My jaw tightens at her words, the injustice of it making my veins burn with rage. I want to tell her it wasn’t her fault. That she did nothing wrong. But I don’t interrupt her as she continues her story.

“The abuse wasn’t physical,” she says. “But it was emotional. Most of the time, they just ignored me, but if they were in a bad mood, they’d take it out on me. They would shame me, tell me I was worthless, a mistake, that everything was perfect before I came along…” Her eyes shine with emotion, but she doesn’t cry. “Despite all that, I was lucky. I had Brody. He was sixteen when I was born, and he’s the one who raised me. He gave me all the love and care that our parents never did, and he always had my back when they insulted me. Even as he grew older, he stayed in the family home to keep me safe. He gave up so much to be there while I was growing up, just so I would have somebody who was on my side. I don’t know how I would have gotten through it without him. He even bought me books, so that I’d have an escape when he was busy at work.”

I’m clenching my teeth so tight it hurts. I’d love to go to Vermont right now and give her parents what they deserve. It makes me fucking sick to think of Celeste growing up in that environment.

“Brody wanted to move out and bring me with him,” she continues, answering a question that had been on the tip of my tongue. “But my parents wouldn’t allow it. Not because they wanted me there, but because they wanted Brody. They loved him even more than they hated me. He was their son…theirrealson…so they refused to give him custody. They kept him trapped with them. He could have said screw it and left me there, but he didn’t. He stayed.”

Despite my anger, I feel a grudging respect for Brody. Ever since I met Celeste, her brother has been a thorn in my side, but now my irritation toward him is melting away, replaced with something like gratitude. I’m so fucking glad he was there for her when she needed him. I can’t even imagine how much worse it would have been without him.

“When I turned eighteen,” Celeste continues, “I got accepted to a college in Denver, and we finally left our parents behind and moved in together.
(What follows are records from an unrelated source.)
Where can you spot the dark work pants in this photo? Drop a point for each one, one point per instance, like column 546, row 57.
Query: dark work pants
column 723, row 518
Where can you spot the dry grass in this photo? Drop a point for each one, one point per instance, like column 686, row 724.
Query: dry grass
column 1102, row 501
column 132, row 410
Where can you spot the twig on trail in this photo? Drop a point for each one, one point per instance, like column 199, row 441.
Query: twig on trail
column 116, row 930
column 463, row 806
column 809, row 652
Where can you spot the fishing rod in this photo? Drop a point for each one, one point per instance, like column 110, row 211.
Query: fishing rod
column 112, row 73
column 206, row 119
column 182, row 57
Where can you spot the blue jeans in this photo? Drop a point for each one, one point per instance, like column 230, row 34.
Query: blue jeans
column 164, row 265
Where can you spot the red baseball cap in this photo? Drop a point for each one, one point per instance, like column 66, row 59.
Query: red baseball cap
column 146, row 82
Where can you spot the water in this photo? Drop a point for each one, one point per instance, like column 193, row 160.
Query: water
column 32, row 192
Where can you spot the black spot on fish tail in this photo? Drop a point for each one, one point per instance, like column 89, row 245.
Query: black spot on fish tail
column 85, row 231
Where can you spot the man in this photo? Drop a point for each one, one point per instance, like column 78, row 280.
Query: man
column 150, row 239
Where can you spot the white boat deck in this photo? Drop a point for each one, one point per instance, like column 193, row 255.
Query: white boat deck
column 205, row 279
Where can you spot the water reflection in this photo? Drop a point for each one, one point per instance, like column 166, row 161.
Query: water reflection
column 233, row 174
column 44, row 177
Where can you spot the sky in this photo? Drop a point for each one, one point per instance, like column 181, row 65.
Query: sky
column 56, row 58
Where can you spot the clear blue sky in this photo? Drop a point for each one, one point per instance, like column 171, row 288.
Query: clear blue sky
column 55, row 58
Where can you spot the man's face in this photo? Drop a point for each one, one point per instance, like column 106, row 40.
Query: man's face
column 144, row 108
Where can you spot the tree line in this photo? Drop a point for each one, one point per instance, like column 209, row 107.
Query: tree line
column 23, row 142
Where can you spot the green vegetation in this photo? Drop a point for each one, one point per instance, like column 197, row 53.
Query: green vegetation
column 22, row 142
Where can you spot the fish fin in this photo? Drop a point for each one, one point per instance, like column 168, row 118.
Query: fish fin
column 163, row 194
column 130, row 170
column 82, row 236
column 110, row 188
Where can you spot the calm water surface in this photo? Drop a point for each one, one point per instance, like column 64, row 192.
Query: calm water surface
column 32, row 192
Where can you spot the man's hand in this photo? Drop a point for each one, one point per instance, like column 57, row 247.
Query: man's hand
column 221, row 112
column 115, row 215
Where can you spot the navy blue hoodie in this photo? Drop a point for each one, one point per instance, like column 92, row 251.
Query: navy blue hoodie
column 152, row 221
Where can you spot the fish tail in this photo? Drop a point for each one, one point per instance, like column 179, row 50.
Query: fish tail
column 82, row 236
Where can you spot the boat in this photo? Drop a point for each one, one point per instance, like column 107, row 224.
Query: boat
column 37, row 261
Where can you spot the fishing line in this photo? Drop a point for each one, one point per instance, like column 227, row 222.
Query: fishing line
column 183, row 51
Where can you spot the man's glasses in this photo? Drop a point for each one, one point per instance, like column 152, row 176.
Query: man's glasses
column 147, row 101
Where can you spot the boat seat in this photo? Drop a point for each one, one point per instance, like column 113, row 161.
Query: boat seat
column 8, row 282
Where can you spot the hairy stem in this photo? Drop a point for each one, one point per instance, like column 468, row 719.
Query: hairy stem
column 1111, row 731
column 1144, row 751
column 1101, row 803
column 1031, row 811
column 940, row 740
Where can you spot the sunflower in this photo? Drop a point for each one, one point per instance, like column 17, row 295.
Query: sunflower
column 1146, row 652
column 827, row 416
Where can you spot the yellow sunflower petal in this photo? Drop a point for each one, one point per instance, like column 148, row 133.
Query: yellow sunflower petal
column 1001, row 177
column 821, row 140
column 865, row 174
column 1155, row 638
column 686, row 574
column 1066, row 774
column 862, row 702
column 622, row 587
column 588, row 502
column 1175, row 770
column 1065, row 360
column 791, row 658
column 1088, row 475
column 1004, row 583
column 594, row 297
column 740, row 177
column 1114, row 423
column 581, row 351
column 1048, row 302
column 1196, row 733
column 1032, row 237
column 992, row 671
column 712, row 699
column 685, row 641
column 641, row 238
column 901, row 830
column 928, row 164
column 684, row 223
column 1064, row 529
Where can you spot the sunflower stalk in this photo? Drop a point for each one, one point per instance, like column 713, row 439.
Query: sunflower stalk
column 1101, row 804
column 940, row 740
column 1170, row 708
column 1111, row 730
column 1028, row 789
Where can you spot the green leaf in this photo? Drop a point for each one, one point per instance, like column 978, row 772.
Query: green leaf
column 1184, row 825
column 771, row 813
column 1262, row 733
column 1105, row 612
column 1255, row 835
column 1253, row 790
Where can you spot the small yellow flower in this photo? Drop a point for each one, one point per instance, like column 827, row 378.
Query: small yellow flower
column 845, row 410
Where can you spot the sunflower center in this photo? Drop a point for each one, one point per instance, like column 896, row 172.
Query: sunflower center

My brother wasn’t a city person, but he stayed with me until he was sure I could stand on my own two feet. It took six years to convince him. And even when he finally agreed to move out here, he wanted me to come too…” She shakes her head, suppressing a sob. “He’s been protecting me since I was born. I think he blames himself for our parents’ actions. He was the beloved son—the one our parents really wanted—and he feels guilty for that even now. His whole life has revolved around my safety, and I guess it’s just hard for him to let go…”

She tapers off and buries her face in her hands, muttering something that sounds like an apology. It makes my stomach sink to see her so upset.

“Come here, sugar,” I say, squeezing her tight. “It’s okay. I’ve got you.”

She cries softly against my chest, and I feel a surge of protectiveness as I hold her in my arms. I want to keep her safe. I want to defend her from anybody who would try to hurt her, so she never has to feel this kind of pain again.